Some things to remember:
• Make your notices easy to find, easy to read and easy to act upon.
• If you’re using targeted marketing techniques to drive traffic to a call center, or even mail order, don’t forget to include notice about your uses of data about consumers.
• Driving traffic to a Web site should include something like a www.mybrand.com/privacy link.
• More and more, mail-order forms are being reconsidered by marketers who are struggling with increasing postal and printing costs. But keep in mind that this real estate normally contains your notice. Make sure the baby is not inadvertently thrown out with the bath water.
• Most, but not all, organizations have privacy policies on their Web sites. If you don’t, by all means put one up ASAP. If you do have one, make sure it is up-to-date and legible by consumers. Post a privacy link at the bottom of each page and in your e-mail communications.

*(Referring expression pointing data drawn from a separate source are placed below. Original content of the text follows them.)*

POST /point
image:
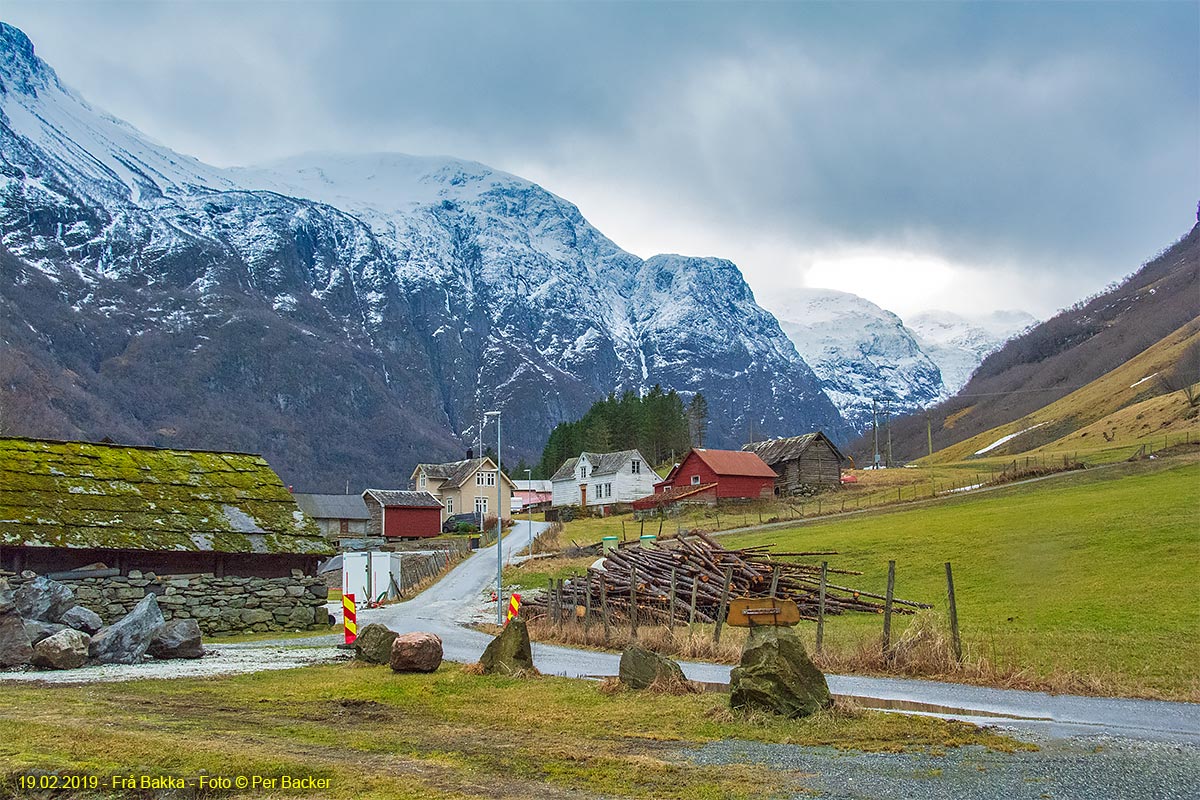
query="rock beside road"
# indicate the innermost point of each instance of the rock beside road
(179, 638)
(373, 644)
(67, 649)
(641, 667)
(15, 645)
(509, 654)
(415, 653)
(127, 639)
(45, 600)
(82, 619)
(777, 675)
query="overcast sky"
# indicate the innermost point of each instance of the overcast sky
(971, 157)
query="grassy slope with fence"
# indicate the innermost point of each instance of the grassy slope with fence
(1083, 583)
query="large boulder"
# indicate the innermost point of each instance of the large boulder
(43, 600)
(373, 644)
(415, 653)
(641, 667)
(777, 675)
(127, 639)
(67, 649)
(36, 630)
(82, 619)
(15, 645)
(179, 638)
(509, 654)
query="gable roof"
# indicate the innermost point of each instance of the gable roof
(733, 463)
(403, 499)
(88, 495)
(601, 463)
(333, 506)
(456, 473)
(774, 451)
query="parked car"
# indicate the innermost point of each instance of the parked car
(455, 523)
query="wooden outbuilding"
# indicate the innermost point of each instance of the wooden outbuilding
(801, 463)
(402, 513)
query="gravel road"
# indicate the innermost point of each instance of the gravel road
(1063, 769)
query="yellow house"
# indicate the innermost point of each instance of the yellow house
(466, 487)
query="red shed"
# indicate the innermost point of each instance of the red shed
(402, 515)
(736, 474)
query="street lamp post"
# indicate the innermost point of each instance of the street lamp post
(499, 523)
(529, 489)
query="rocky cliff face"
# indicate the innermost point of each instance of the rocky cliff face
(346, 316)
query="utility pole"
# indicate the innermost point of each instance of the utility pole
(875, 431)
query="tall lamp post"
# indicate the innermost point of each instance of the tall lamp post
(529, 489)
(499, 523)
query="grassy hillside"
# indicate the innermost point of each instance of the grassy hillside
(1090, 575)
(1080, 420)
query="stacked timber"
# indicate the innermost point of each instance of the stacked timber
(690, 578)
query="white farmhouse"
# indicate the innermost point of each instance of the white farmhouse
(603, 479)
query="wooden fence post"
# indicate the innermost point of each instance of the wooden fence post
(887, 611)
(633, 601)
(725, 602)
(954, 615)
(671, 617)
(825, 567)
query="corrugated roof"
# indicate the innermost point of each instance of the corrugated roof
(403, 499)
(774, 451)
(601, 463)
(333, 506)
(735, 462)
(112, 497)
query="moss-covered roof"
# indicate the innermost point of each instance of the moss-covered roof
(99, 495)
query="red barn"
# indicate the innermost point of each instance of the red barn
(736, 474)
(402, 515)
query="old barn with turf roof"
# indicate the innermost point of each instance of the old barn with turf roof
(66, 505)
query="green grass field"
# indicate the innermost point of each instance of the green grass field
(1091, 575)
(371, 733)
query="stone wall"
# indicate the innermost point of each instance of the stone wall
(221, 606)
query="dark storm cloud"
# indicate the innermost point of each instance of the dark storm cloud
(1021, 138)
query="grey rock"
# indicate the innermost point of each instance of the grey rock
(777, 675)
(509, 654)
(127, 639)
(15, 645)
(179, 638)
(641, 667)
(415, 653)
(36, 630)
(45, 600)
(82, 619)
(373, 644)
(67, 649)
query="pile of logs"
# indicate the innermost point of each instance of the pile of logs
(691, 578)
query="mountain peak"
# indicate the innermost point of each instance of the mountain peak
(19, 67)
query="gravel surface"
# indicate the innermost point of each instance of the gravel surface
(1065, 769)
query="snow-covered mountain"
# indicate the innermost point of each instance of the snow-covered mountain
(859, 352)
(959, 344)
(347, 316)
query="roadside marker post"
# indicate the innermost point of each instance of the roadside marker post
(349, 621)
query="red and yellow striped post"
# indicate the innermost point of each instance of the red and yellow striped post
(349, 621)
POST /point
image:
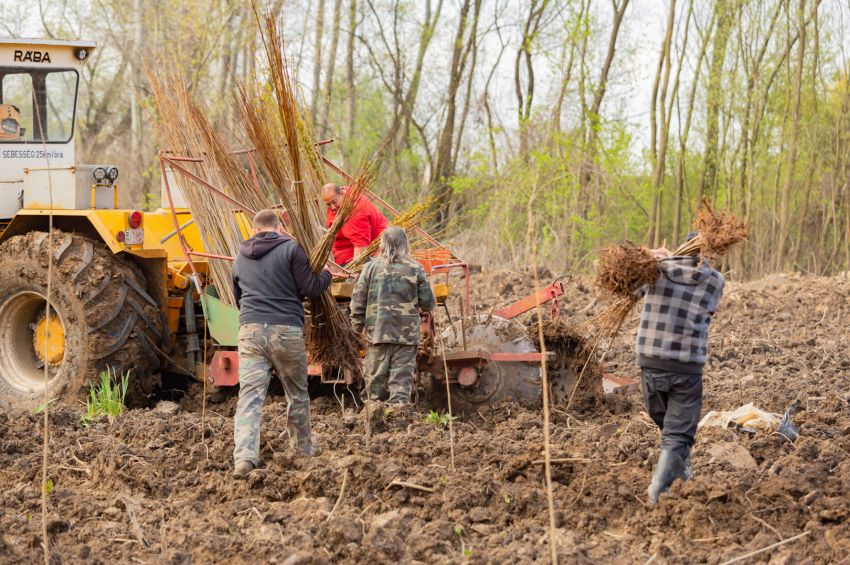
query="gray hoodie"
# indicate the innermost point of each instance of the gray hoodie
(271, 275)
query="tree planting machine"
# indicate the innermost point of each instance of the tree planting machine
(131, 290)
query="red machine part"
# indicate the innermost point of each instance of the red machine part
(551, 292)
(224, 369)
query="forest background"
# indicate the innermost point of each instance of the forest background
(565, 123)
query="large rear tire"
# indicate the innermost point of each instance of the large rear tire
(101, 305)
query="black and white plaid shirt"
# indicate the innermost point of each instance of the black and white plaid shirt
(673, 332)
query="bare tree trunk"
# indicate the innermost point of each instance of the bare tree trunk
(658, 160)
(556, 126)
(317, 60)
(599, 94)
(715, 94)
(329, 76)
(349, 68)
(460, 53)
(784, 205)
(135, 107)
(529, 32)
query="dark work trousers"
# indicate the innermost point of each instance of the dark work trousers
(674, 402)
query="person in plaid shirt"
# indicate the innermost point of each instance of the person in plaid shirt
(672, 347)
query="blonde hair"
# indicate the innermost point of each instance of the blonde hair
(266, 220)
(394, 247)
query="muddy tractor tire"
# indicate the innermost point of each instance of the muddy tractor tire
(101, 317)
(521, 381)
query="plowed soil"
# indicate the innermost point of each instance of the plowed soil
(772, 342)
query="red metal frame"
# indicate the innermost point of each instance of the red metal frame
(551, 292)
(451, 266)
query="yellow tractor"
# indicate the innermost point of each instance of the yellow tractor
(120, 295)
(124, 295)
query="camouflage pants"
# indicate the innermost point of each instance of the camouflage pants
(389, 366)
(261, 348)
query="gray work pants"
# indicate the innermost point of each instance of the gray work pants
(674, 402)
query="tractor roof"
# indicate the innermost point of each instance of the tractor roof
(47, 42)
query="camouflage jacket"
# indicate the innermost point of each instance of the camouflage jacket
(387, 300)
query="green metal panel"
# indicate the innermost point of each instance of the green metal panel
(222, 319)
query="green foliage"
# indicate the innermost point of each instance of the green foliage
(438, 421)
(107, 398)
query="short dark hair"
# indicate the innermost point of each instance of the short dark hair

• If you’re collecting information on a Web form for lead generation or co-registration purposes, make sure that consumers see the choices you offer for allowing or limiting data use.
• Many marketers also are making their notices consistent with other high-level branding messages. Consider touting the environmental benefits of providing choice to consumers in your notice. Or, note the ability to keep your prices low by dint of your responsible use of data. This is a good opportunity for you to engage your customers with your brand at this critical touchpoint.
• Lastly, for those marketers that are struggling with privacy policies that may have been eclipsed by changes in business models, please know there are resources to assist you in making the necessary changes while providing your customers with the notice they need to make informed decisions. The DMA has a section of its Do-The-Right-Thing that explains this in great detail.